我有这个对象
var myObj = new Root
{
Items = new List<Items>
{
new Items { MyValue1 = "test", MyValue2 = 22 },
new Items { MyValue1 = "test2", MyValue2 = 44 },
}
};
public class Root
{
public List<Items> Items { get; set; }
}
public class Items
{
public string MyValue1 { get; set; }
public int MyValue2 { get; set; }
}
我可以像这样序列化它:
<Root>
<Items>
<Items>
<MyValue1>test</MyValue1>
<MyValue2>22</MyValue2>
</Items>
<Items>
<MyValue1>test2</MyValue1>
<MyValue2>44</MyValue2>
</Items>
</Items>
</Root>
但是我想序列化为:
<Items>
<MyValue1>test</MyValue1>
<MyValue2>22</MyValue2>
</Items>
<Items>
<MyValue1>test2</MyValue1>
<MyValue2>44</MyValue2>
</Items>
但是我找不到一个方法来做这件事
复制代码:
class Program
{
static void Main(string[] args)
{
var myObj = new Root
{
Items = new List<Items>
{
new Items { MyValue1 = "test", MyValue2 = 22 },
new Items { MyValue1 = "test2", MyValue2 = 44 },
}
};
var serializer = new XmlSerializer(typeof(Root));
var ms = new MemoryStream();
var settings = new XmlWriterSettings { Encoding = new UTF8Encoding(false), OmitXmlDeclaration = true };
using var xmlWriter = XmlWriter.Create(ms, settings);
var ns = new XmlSerializerNamespaces();
ns.Add(string.Empty, string.Empty);
serializer.Serialize(xmlWriter, myObj, ns);
var xmlDebug = Encoding.UTF8.GetString(ms.ToArray());
var result = @"<?xml version=""1.0"" encoding=""utf-8""?><Items><MyValue1>test</MyValue1><MyValue2>22</MyValue2></Items><Items><MyValue1>test2</MyValue1><MyValue2>44</MyValue2></Items>";
Assert.AreEqual(result, xmlDebug);
}
}
public class Root
{
public List<Items> Items { get; set; }
}
public class Items
{
public string MyValue1 { get; set; }
public int MyValue2 { get; set; }
}
您可以在数据模型中使用xml属性。
public class Root
{
[XmlElement("Items")]
public List<Items> Items { get; set; }
}
public class Items
{
public string MyValue1 { get; set; }
public int MyValue2 { get; set; }
}
"列表"的默认xml属性是XmlArrayItem,如果你使用XmlElement,这将是你的结果
<Root>
<Items>
<MyValue1>test</MyValue1>
<MyValue2>22</MyValue2>
</Items>
<Items>
<MyValue1>test2</MyValue1>
<MyValue2>44</MyValue2>
</Items>
</Root>
xml格式必须始终有一个根节点。

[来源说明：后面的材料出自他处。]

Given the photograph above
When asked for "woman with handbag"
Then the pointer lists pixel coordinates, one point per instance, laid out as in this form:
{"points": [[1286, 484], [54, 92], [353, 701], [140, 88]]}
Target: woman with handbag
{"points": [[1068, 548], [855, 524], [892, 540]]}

如果要更改根节点名称,可以使用根类的XmlRoot属性。
[XmlRoot("AnotherName")]
public class Root
{
[XmlElement("Items")]
public List<Items> Items { get; set; }
}
我同意其他评论,这听起来像一个坏主意!但是,如果你像你说的那样被困住了,我认为你可以尝试这样做:
string xml = myObj.Items.Aggregate(seed: new StringBuilder(),
func: (builder, item) =>
{
using var writer = new StringWriter();
new XmlSerializer(typeof(Items))
.Serialize(writer, item);
return builder.AppendLine(writer.ToString());
}).ToString();
当您想要一些不寻常的结构化XML时,您就违背了XmlSerializer的意图。但是我们仍然可以使用它来构建有效的序列化XML片段。该解决方案使用StringBuilder将这些有效的片段聚合为单个字符串。
为简单起见,我使用了StringWriter,但您可以根据需要插入XmlWriter等,以获得漂亮的打印。